Another key success factor is FlexITy’s approach, and how it works with its clients. Eschewing the term “reseller” Stewart said he prefers to think of FlexITy as a strategic integrator. Perhaps a subtle difference, but a key one.

“We’re a solution provider, not a box pusher, and that’s a difference in the industry right now,” said Stewart.

“A CEO said to me a few weeks ago, ‘The thing I like about FlexITy is you actually come here and listen, while your competition comes in and all they do is wait to talk and try to sell me something,’” Stewart added.

Prosys, Sona jump up the rankings together
Prosys-Tec Computers Inc. and Sona Computer Inc. both made significant leaps up the Top 100 rankings. The interesting part is how they got to share the No. 22 spot.Prosys of Montreal acquired both Sona and 49 per cent of its sub-company, Foxwise Technologies. Then by way of reverse take over with Pontiac Castle Investments Corp., Prosys became a public company with a listing on the Toronto Stock Exchange. After that Prosys announced a $1 million investment by FIER CPVC of Montreal, a venture capital fund.

Prosys has been in business since 1991, during which it has become a leading system builder in Canada, with a volume of over 35,000 units per year and a production capacity of 90,000 units annually. But the company wanted to expand into the Ottawa region.

The new entity will be under the Pontiac name, but will be run as subsidiaries.

The management of the units will remain in place: Georges Hebert stays as president of Prosys, Xuening Chen is still the CEO of Sona while Sam Damm runs Foxwise.
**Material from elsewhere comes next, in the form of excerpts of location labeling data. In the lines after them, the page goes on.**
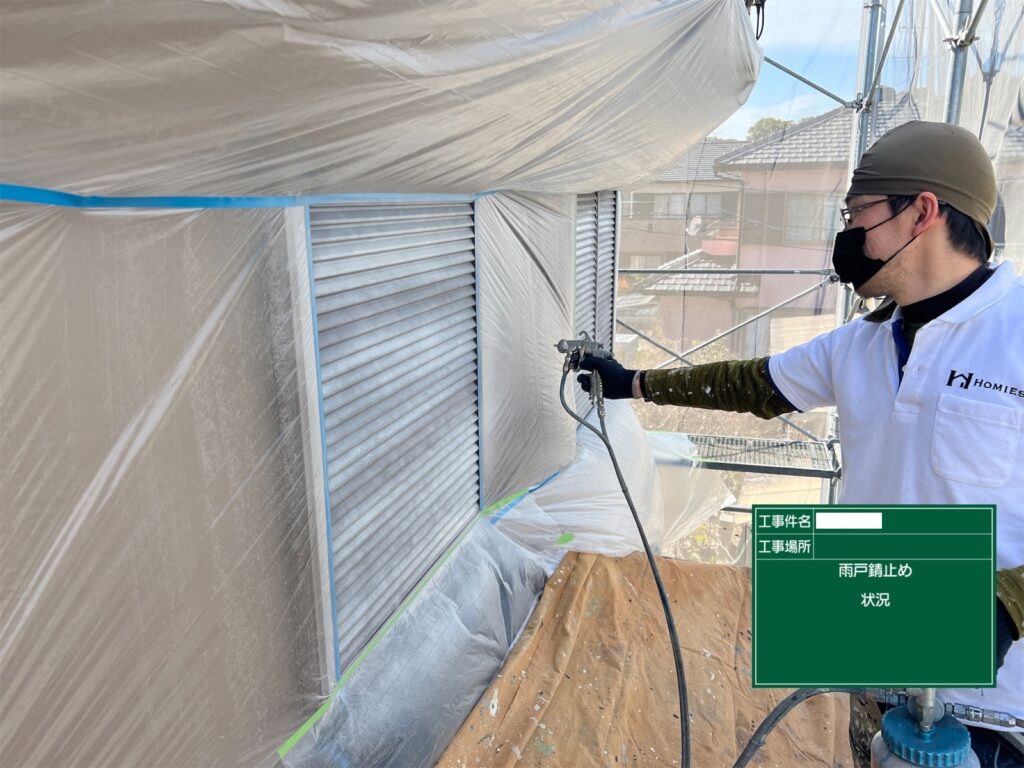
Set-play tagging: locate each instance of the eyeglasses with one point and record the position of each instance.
(846, 214)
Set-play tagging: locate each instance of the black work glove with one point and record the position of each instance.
(1006, 632)
(616, 381)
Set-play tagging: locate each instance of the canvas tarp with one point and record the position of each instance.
(591, 682)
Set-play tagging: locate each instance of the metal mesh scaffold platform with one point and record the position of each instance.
(795, 458)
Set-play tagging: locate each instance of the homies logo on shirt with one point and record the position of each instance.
(968, 380)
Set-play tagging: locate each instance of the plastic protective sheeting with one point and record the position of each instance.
(692, 496)
(583, 507)
(306, 96)
(524, 246)
(160, 596)
(404, 701)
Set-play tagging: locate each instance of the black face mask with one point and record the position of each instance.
(851, 263)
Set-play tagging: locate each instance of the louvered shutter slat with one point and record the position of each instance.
(395, 292)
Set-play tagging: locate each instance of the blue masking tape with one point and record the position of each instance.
(38, 196)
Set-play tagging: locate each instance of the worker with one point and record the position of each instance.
(929, 387)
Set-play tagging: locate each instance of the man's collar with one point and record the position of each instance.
(984, 295)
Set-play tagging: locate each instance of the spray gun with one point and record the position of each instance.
(576, 349)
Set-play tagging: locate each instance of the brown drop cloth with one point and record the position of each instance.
(591, 680)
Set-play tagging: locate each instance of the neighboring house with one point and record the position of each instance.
(794, 183)
(696, 306)
(668, 218)
(768, 204)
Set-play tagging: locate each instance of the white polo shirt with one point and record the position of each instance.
(952, 432)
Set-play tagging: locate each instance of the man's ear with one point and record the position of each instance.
(927, 209)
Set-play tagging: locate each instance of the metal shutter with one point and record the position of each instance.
(395, 290)
(596, 228)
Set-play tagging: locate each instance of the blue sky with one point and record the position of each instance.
(817, 38)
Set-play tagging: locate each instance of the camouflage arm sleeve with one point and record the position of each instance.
(1010, 589)
(744, 386)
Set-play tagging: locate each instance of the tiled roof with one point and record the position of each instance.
(1013, 143)
(698, 163)
(729, 284)
(822, 139)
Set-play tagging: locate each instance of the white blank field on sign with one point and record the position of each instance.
(860, 520)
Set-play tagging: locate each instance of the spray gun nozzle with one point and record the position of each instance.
(576, 349)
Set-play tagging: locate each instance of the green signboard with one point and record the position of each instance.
(873, 596)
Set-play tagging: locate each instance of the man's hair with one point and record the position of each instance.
(964, 233)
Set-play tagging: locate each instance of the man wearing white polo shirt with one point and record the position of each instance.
(929, 387)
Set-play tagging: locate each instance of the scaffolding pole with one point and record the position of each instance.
(724, 270)
(954, 95)
(811, 83)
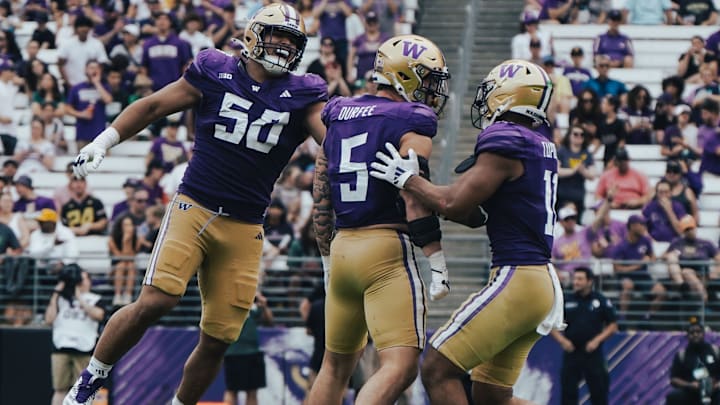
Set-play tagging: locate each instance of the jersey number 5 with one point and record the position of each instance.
(236, 108)
(359, 168)
(550, 197)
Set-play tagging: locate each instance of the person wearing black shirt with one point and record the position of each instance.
(590, 317)
(611, 131)
(695, 372)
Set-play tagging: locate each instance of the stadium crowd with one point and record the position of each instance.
(105, 55)
(637, 232)
(85, 61)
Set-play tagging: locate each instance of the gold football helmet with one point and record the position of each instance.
(516, 86)
(415, 67)
(277, 19)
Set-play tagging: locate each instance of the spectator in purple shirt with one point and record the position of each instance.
(638, 116)
(690, 61)
(663, 214)
(688, 248)
(361, 56)
(28, 202)
(165, 56)
(86, 102)
(616, 46)
(680, 191)
(129, 187)
(576, 166)
(573, 247)
(631, 258)
(603, 85)
(710, 161)
(577, 74)
(605, 233)
(332, 15)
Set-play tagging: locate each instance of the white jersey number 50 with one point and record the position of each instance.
(236, 108)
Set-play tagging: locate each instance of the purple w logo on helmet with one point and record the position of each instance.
(509, 70)
(413, 50)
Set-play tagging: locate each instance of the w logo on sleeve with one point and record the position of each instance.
(509, 70)
(412, 49)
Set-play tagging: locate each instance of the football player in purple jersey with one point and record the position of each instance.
(512, 176)
(372, 279)
(251, 114)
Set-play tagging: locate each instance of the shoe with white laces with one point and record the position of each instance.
(84, 390)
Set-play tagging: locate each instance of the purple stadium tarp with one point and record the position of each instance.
(638, 362)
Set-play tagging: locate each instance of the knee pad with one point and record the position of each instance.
(424, 167)
(425, 230)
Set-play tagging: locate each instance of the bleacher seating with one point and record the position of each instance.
(656, 49)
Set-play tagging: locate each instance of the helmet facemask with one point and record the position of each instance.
(282, 58)
(480, 108)
(433, 89)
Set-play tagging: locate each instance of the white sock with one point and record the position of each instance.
(437, 261)
(98, 368)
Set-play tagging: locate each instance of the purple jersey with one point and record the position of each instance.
(357, 129)
(246, 133)
(521, 213)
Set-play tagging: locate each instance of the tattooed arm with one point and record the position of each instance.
(323, 215)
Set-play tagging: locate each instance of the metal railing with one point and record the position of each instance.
(286, 288)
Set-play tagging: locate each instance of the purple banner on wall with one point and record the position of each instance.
(639, 366)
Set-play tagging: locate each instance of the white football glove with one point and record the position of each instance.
(94, 152)
(440, 285)
(394, 169)
(326, 271)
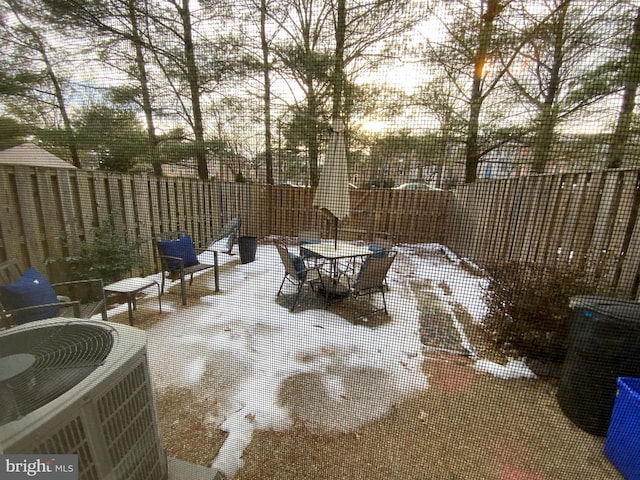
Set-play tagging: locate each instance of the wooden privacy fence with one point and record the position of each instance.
(40, 205)
(581, 220)
(586, 220)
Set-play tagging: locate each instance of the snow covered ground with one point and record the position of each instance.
(265, 367)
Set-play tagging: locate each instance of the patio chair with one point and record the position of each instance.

“It will be a team effort,” said Chen. “Prosys has an aggressive vision. They want to be a leading PC manufacturer and solutions company in a short period of time. I think our company positions well in this vision. We have good penetration in the Ottawa market and in Newfoundland. It fits their revenue model and products and services very well,” Chen said.

MNSO standing
One of the keys to this acquisition was that Sona had national master standing offer status in every IT category within the federal government.

The next move for this combined company is to be a national player. Together they have presence in Vancouver, Toronto, Montreal, Quebec City, Ottawa and St. John’s.

For Chen, the sale came from a realization that a company has to be big or shrink. “I did not want to shrink. I wanted to give this company a chance to grow,” he said.

Chen realized that after 17 years of operating Sona that more capital was needed. This new partnership gives Sona’s customer and employees a fair chance to grow.

Chen added that he was not selling Sona because of poor performance. It reported two record years of revenue and profits, he said. “At the end of 17 years you find yourself to be pretty conservative and it is too much of a financial burden for one person,” he said.

Hebert said in a prepared statement that Prosys successfully completed its first acquisition in 2005, integrating the activities of SPM Micro. This made it possible for Prosys to increase its sales by approximately $15 million and allowed the transfer of the production to a 40,000 square foot state of the art plant in Montreal.

The combined firm is planning a get- together in Gatineau, Que. in June.